Flood risk is influenced by rainfall at a range of timescales, depending on the catchment. Flash flooding is driven by intense rainfall in localised regions on timescales of minutes to hours, while river flooding in larger catchments responds to rainfall on timescales of days to weeks. While the observed trend in daily rainfall extremes is mixed across Australia, with some areas showing increases and others decreases, an increase in sub-daily extremes is now very clear over recent decades.

It is expected that extreme rainfall will increase in Australia with climate change. At particular locations, extreme rainfall changes in particular locations are also influenced by changes in weather systems, such as east coast lows and tropical cyclones (both of which are expected to become less frequent). This may lead to some regions experiencing trends in extreme rainfall that differ from typical values at national or global scale. Climate change may also affect the drivers of multi-day rainfall extremes, such as atmospheric rivers for moisture transport, the behaviour of El Niño and La Niña, and persistent blocking highs (strong high-pressure systems that remain almost stationary for an extended period of time, blocking the eastward progression of weather systems across southern Australia) in the Tasman Sea, but the details of these effects are subject to ongoing research. Changes in extreme rainfall will not necessarily follow those in mean rainfall: regions in southern Australia, which are expected to see continued long-term drying, may still experience increases in extreme rainfall.


  • Maximum snow depth, snow cover and number of snow days have decreased in Australian alpine regions since the late 1950s.

Downward trends in maximum snow depth have been observed for Australian alpine regions since the late 1950s, with the largest declines during spring and at lower altitudes. Downward trends in the temporal and spatial extent of snow cover have also been observed. The number of snowfall days has also decreased. Years with persistent heavy snow cover have become rare.
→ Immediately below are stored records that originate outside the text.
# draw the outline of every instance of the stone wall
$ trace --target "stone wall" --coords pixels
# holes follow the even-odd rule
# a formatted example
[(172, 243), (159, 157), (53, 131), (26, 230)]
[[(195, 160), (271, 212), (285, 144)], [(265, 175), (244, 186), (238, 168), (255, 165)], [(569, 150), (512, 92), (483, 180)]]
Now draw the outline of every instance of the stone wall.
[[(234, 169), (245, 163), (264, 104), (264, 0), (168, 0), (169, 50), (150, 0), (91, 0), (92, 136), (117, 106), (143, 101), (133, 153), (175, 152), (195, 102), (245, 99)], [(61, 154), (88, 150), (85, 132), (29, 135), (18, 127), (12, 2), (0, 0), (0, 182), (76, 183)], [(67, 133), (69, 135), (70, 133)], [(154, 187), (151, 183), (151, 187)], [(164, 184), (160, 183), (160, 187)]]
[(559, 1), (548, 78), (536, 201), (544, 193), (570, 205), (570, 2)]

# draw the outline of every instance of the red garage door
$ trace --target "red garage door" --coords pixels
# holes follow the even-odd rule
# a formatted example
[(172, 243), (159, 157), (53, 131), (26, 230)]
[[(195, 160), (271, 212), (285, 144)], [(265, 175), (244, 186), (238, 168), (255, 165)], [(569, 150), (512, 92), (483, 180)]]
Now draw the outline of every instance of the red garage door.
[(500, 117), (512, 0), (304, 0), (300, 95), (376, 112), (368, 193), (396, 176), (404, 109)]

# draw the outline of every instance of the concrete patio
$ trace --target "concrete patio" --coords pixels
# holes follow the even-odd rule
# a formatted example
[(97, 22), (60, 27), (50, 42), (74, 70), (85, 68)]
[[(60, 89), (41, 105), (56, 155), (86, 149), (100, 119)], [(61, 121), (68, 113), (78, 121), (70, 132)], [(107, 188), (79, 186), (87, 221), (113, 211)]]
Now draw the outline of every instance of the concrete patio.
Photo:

Snow depth is closely related to temperature, and the observed declines are associated with global warming trends. Decreasing trends in snow depth are greater over the corresponding period in the late-season month of September than during winter. Maximum snow depth remains highly variable and is strongly influenced by rare heavy snowfall days, which have no observed trends in frequency. Several heavy snowfall events contributed to average to high maximum snow depths in the years from 2017–19.